Surrogates (2009): A-

Star Trek might be the year's sci-fi rage, and while a fine space opera it may be, that it holds the upper hand amidst the competition only highlights how the exquisite work of Jonothan Mostow seems fated to go unappreciated in its time. With the WWII fable U-571 the only blemish on his resume (and that particular film's only flaw being the fact that it isn't great), his genre craftsmanship - while never as rapturously perfect as his predecessors (John Carpenter, James Cameron, Blade Runner-era Ridley Scott) - is nevertheless far and away from the typical studio worker. Surrogates joins Spielberg's sci-fi contributions and Michael Winterbottom's Code 46 as one of the defining dystopic visions of the decade, eschewing special effects glamour for a well-worn world in which the decidedly alien is an accepted given.

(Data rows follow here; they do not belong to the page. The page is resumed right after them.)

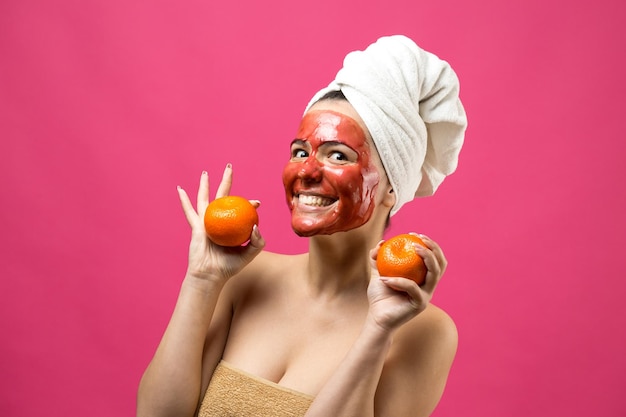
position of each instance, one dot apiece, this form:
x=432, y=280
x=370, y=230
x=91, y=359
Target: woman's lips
x=314, y=200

The deliberate banality employed in the presentation of progressive robotic technologies renders the scenario with exponentially greater moral scrutiny and, concurrently, a creepy disconnection from human reality. As unfolds via an opening newsreel montage, the near future holds for us the development and mass social acceptance of surrogates: synthetic, humanoid robots used by the populace for their daily goings-on while their living flesh-and-blood selves pilot them from home; small groups of naturalist humans have quartered themselves off from the larger world and maintain an uneasy peace treaty (the plot centers around a terrorist weapon capable of destroying a surrogate in such a way that the host, too, is terminated; unlike those plugged into The Matrix, these things are supposed to be safeguarded here). Mostow's big budget B-movie draws exquisite everyman performances from the cast (in addition to eerie, necessarily artless performances as their characters' respective surrogates); Bruce Willis, as a cop not entirely unlike Blade Runner's Harrison Ford, is as flesh-and-blood empathetic as any role he's helmed since Die Hard. Scaled as if to suggest a budget even smaller than the actual, Surrogates seems less like a 21st Century would-be blockbuster than a lost 80's relic only just rediscovered. Either way, we're lucky to have it.